Good point about the raft-up issue. And yes, a safety line for unexpected swimmers is a good idea. At anchor, we keep our ladder half-deployed with a dangling line that swimmers can use to extend it the remainder of the way. I believe someone sells an emergency rope ladder in a mountable bag explicitly for that purpose (including going overboard while underway).


----------



## sailingdog (Mar 19, 2006)

BTW, the swim ladder on my boat is reachable from the water... much like the one on Giu's boat.


----------



## Brezzin (Dec 4, 2006)

sailingdog said:


> Way too complicated and way too expensive. Simpler is generally better, especially in a saltwater environment.
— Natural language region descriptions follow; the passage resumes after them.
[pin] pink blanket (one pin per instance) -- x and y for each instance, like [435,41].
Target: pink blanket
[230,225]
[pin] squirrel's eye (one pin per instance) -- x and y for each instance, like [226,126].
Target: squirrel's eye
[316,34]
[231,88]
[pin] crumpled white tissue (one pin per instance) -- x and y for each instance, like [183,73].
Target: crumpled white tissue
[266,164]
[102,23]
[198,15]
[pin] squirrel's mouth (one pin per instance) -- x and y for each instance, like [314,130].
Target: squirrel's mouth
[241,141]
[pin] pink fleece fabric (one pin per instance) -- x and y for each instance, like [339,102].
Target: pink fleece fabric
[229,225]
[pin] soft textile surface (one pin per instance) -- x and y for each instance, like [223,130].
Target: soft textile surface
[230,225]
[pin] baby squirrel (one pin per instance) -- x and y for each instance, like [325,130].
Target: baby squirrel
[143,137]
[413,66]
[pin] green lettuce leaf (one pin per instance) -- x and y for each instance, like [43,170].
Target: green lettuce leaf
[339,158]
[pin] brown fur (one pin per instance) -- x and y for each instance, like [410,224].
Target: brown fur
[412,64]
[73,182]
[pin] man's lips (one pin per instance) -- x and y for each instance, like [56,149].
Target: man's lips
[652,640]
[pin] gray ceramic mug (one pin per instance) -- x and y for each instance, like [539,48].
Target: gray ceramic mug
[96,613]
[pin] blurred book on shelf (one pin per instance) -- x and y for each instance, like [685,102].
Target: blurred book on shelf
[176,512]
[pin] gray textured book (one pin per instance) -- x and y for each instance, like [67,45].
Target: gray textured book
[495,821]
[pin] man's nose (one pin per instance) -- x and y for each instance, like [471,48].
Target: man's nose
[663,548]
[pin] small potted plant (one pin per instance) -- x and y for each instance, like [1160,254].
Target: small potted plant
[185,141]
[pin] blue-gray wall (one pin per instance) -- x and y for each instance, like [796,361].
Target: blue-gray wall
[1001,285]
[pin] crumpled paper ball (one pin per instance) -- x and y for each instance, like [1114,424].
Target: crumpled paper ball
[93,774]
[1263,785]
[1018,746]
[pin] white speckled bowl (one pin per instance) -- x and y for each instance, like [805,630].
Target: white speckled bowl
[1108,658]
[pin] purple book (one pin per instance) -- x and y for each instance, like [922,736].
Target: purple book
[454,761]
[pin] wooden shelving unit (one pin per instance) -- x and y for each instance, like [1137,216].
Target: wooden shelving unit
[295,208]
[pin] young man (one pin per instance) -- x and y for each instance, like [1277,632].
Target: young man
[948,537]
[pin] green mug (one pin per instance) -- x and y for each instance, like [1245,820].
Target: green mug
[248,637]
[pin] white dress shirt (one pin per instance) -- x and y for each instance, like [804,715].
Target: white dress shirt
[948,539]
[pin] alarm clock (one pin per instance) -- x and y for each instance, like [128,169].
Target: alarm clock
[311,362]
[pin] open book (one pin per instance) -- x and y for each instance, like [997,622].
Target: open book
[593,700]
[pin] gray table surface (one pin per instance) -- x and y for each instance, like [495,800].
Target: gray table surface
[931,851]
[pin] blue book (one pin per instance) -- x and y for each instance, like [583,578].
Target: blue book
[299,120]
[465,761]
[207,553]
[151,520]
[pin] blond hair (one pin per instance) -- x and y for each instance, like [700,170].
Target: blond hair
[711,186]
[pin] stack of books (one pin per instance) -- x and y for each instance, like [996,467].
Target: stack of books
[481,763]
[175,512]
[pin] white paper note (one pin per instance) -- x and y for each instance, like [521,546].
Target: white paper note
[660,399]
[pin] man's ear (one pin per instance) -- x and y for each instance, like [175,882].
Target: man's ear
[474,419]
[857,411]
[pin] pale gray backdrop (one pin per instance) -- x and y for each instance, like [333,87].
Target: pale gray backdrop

Expensive yes but not complicated at all. I had this ladder installed on my boat this summer and it is simple to use and out of the way when not in use.


----------



## trantor12020 (Mar 11, 2006)

zz4gta, I have samiliar ladder to the one you prefer on my Hunter 326. I've a sugar scoop transom so the ladder "stands-off" by the transom edge. If you mount same on your flat transom, do account for hand holds. That ladder will lay flat against your transom, where do you place your fingers ?


----------



## TSOJOURNER (Dec 16, 1999)

In the latest issue of "Good Old Boat" there is a ladder mod a guy made from rope for his folding stern ladder to make it much easier to use. Rungs deep in the water.

Check it out


----------



## TSOJOURNER (Dec 16, 1999)

I have the west marine removable style like TB. Put it on the stern and made it semi permanent by placing screws and washers in the "keyhole" mounts.

Here is the test: anchored in Wakiki with big swell running and a 280lb half-drunk rather big guy aboard as a guest. He was able to use the ladder without help! Hooray, no need to rig the MOB tackle!!!

Dont think this would look good on a Merrit 25... but its tested.


----------



## TSOJOURNER (Dec 16, 1999)

definitely use backing plates as SD suggested. you dont want to stress the hull. I installed one of the swing up spring loaded type on my transom and ended up using wood as a backing plate, works fine. i recommend the stainless but wood will will suffice.


----------



## sailingdog (Mar 19, 2006)

If you're going to use wood as a backing plate, marine plywood, heavily coated with epoxy is the way to go. Also, use fender washers under the nuts where you through bolt, so the nuts don't dig into the plywood under the strain.


----------



## zz4gta (Aug 15, 2007)

Giu, that's exactly what I'm talking about. Mounted very low, and even though it was designed to be used horizontal, that vertical installation seems like what I would like to do. 

As far as pinching fingers between the transom and ladder, I was going to mount it even lower than Giu's so most of the ladder would be submerged. That way you wouldn't have anything to squish your fingers on. 

Thanks for all the replies. Ya'll have been a big help.


----------



## shantijwk (Nov 11, 2006)

I had one made by whitewater marine last spring. It was an easy install on the transom of my O'Day 27. I thought they were a good group to work with. Very satisfied.


----------